Monday, November 19, 2012

Can I Go To Jail For Filing Bankruptcy?

File bankruptcy and go to jail? I know what you are thinking, “You kidding, right?”.  Whenever you ask someone about this, you hear there is no way you could end up in jail; after all, there is no Debtor's Prison in the United States.  

Well, the simple filing of the bankruptcy is not what can put one in jail, however, the circumstances surrounding the filing could. For example, if you make a false statement on the papers filed with the court which are signed under penalty of perjury (which is almost everything that is filed), one of the penalties for doing so in bankruptcy is not only having the case dismissed, but referred to the U.S. Attorney for prosecution. That's right, this becomes a criminal offense.

Next, you are probably thinking this never happens. If it did, then you would have heard about it, right?

Well, think again. The following is a short article of a high profile case involving bankruptcy fraud:

Federal prosecutors in Los Angeles are asking that former All-Star outfielder Lenny Dykstra serve a 2½-year prison sentence for pleading guilty to bankruptcy fraud and money laundering.
Prosecutors said in court documents filed Thursday that a 30-month sentence is appropriate for Dykstra because he has acted as if he was above the law for years.
Dykstra could face 20 years in prison after pleading guilty in July to charges that he hid and sold sports memorabilia and other items which were supposed to be part of his bankruptcy filing.
Dykstra is currently serving a three-year prison sentence after pleading no contest to grand theft auto and providing a false financial statement.
He is scheduled to be sentenced Dec. 3.

Friday, November 2, 2012

Homestead Exemption: Should I Claim?

So, you are in Florida, need to file bankruptcy, and your house is upside down.  Well, not literally; upside down means your house is worth less than what is owed on it.  In Florida, if you do not claim a homestead exemption in your bankruptcy, you are eligible for a $4,000 wild card exemption.  This means you will be able to keep $4,000 of property that would otherwise be property of the bankruptcy estate, and sold by the trustee (usually sold back to the debtor).
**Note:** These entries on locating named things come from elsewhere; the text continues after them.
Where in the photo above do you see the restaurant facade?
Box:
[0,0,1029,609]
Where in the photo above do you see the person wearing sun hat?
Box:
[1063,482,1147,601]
So, what is the problem?  The problem arises when you do not claim the household exemption, you expose your property to being administered by the Trustee.  That is, the trustee could sell your house.  Of course, if you claim the homestead exemption, the property is protected, though the creditor may continue to hold a secured lien.

In the past, the practice has been to simply not claim the homestead exemption when the home is upside down, thereby entitling the debtor to the wildcard exemption.  After all, the property has negative equity, and who would want to purchase property for more than what it is worth.  Also, the trustee could only administer the estate (sell the property) if there is money to distribute to unsecured creditors.

Well, there are some Trustees in Florida currently administering property that is upside down.  Apparently, the Trustees have found investors willing to pay a small sum to acquire parcels of real property.  The investors acquire property with a low monthly mortgage payment, with financing in place, and rent the property for enough to hopefully show a positive return on their investment.  This is happening despite the property be acquired blindly, that is, the investor has no idea how much money will need to be spent on the property in order to put it into rentable condition.

In the specific case I am thinking of, as of today, an investor may be acquiring property in one of my cases, only having to bring the electric up to code, and repairing the roof.  There may be, of course, unknown problem, such as termite damage, mold, and possible plumbing problems.  After all, this property is owned by a debtor that is filing bankruptcy.  They have not had money necessary to properly maintain the property.

It will be interesting to see if this trend continues as investors acquire these properties with increased risk.